There were no unanticipated adverse effects reported from the clinical study. There were 3 events adjudicated by the Clinical Events Committee (CEC) as major (n=1) or minor stroke (n=2). The most frequently reported procedure-related adverse effects occurred in 12 subjects (40%) and were categorized as nervous system disorders (n=20). The non-serious adverse effects included 11 reports of headaches in 10 subjects (33.3%), one report of migraine with aura (3.3%), one report of ophthalmoplegic migraine (3.3%), and one report of mental confusion (3.3%). The second most commonly reported procedure-related adverse effect in nervous
system disorders were 6 cerebral vasoconstriction events which occurred in 5 subjects (16.7%), 3 subjects (10%) experienced 4 access site-related adverse effects. Additionally, 2 participants experienced eye disorders (6.7%), 1 (3.3%) experienced arterial restenosis, and 1 subject (3.3%) experienced 2 respiratory disorders). All of these adverse effects were reported as non-serious and all resolved with no residual effects.3

“Neuroform Atlas represents a significant advancement in the treatment of wide-neck aneurysms which is now backed by the largest IDE stent-coil trial completed to date,” co-principal investigator of the U.S. Neuroform Atlas investigational trial Osama Zaidat, MD, director of the neuroscience and stroke center, Mercy Hospital, said in a statement.1 “More impressive were the results with an 84.7% primary efficacy rate, a 4.4% primary safety rate, and a 3.8% retreatment rate.”
REFERENCE
1. Stryker receives FDA premarket approval for the Neuroform Atlas® Stent System to treat brain aneurysms [news release]. Kalamazoo, Mich.: Stryker; May 20, 2019. prnmedia.prnewswire.com/news-releases/stryker-receives-fda-premarket-approval-for-the-neuroform-atlas-stent-system-to-treat-brain-aneurysms-300852724.html. Accessed May 20, 2019.

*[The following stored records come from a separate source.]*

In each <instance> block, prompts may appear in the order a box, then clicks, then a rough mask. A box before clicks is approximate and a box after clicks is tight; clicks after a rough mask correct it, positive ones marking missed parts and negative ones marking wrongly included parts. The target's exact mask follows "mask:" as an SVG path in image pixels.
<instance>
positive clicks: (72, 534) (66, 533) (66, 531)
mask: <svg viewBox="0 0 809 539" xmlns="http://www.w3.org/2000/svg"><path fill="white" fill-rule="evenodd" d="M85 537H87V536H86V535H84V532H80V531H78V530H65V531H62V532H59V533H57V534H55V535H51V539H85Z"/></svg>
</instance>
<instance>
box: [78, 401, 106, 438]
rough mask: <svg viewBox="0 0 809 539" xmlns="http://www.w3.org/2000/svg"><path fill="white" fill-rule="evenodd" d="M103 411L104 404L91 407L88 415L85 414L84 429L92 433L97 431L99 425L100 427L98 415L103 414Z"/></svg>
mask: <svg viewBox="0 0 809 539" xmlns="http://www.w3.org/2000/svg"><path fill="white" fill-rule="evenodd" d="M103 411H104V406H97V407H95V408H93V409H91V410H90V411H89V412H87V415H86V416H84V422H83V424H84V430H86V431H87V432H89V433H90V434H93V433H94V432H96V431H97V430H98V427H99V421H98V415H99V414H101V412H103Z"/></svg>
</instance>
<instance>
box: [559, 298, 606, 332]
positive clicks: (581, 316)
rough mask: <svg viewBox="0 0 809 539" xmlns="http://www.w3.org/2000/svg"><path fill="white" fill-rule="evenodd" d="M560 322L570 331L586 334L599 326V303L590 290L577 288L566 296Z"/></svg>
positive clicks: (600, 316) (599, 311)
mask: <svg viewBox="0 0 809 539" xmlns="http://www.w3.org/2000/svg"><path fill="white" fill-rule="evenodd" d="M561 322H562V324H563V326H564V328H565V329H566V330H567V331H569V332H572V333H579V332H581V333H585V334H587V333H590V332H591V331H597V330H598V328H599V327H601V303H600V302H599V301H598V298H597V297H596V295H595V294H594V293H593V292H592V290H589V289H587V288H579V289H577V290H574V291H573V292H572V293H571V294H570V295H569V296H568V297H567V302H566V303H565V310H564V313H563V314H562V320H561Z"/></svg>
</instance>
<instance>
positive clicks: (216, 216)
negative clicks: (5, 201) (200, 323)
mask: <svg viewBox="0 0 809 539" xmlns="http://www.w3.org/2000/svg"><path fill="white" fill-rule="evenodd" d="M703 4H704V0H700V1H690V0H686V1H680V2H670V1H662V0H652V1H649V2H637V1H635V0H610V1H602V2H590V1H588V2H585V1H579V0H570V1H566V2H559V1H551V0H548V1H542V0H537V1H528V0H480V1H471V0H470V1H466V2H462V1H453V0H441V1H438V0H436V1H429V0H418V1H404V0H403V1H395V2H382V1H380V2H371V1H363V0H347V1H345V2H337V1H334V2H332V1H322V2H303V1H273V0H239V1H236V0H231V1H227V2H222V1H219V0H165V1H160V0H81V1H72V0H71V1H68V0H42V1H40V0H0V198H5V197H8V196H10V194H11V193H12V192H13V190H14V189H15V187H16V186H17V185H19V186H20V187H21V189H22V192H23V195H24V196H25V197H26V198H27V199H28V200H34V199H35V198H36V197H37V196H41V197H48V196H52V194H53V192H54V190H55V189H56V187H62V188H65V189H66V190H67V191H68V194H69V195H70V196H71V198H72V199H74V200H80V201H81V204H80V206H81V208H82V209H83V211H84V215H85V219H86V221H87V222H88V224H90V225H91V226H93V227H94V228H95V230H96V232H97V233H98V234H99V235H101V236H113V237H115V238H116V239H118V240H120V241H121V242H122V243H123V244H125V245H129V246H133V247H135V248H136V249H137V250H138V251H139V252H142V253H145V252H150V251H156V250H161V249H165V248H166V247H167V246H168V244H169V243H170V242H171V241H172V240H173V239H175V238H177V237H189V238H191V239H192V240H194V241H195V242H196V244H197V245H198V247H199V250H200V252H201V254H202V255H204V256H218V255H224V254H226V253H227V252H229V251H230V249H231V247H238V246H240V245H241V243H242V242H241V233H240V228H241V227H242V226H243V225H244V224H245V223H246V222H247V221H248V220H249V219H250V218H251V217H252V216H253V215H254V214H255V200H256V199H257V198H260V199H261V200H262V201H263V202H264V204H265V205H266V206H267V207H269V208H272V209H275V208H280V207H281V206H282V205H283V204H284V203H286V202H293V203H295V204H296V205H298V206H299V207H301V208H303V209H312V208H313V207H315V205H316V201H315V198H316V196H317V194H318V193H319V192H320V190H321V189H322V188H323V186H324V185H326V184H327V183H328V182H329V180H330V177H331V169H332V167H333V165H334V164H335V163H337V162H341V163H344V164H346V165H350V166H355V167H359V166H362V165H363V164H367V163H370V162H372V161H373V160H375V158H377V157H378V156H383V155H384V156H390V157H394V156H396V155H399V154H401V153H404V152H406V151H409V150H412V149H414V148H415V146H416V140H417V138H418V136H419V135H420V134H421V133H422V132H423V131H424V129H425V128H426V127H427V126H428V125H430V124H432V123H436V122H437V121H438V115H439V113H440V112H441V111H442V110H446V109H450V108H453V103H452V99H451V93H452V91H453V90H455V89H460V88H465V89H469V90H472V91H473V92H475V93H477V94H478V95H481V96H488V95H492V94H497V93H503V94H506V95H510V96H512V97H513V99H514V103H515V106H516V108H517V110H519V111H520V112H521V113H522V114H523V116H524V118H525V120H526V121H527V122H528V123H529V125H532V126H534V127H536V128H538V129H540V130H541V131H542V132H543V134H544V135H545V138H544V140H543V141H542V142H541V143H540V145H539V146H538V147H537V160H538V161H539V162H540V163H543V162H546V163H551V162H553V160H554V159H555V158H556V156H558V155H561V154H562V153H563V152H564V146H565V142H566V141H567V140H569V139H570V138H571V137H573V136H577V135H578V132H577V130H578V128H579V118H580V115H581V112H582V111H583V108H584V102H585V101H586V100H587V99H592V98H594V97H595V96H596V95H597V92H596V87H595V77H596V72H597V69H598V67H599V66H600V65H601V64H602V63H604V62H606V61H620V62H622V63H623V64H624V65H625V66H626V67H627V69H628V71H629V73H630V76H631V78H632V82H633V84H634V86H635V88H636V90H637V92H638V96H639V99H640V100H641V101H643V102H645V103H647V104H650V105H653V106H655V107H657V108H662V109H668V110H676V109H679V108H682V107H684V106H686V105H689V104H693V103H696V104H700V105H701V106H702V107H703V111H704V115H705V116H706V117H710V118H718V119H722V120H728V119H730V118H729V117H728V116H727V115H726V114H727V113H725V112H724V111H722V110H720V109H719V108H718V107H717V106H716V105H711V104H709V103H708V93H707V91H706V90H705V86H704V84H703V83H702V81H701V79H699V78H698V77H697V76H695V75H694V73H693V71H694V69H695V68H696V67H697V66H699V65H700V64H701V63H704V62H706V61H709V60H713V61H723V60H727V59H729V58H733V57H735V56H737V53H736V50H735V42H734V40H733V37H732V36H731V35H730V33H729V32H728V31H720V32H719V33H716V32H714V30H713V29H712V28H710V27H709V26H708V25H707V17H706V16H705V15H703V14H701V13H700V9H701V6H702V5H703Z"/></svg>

2. Jankowitz J, Hanel R, Jadhav A, et al. Neuroform Atlas Stent System for the treatment of intracranial aneurysm: primary results of the Atlas Humanitarian Device Exemption cohort. Journal of NeuroInterventional Surgery. 2019. doi: 10.1136/neurintsurg-2018-014455.
3. Neuroform Atlas Stent System [prescribing information]. Fremont, Calif.: Stryker Neurovascular; 2017. www.accessdata.fda.gov/cdrh_docs/pdf2/H020002S046C.pdf. Accessed May 21, 2019.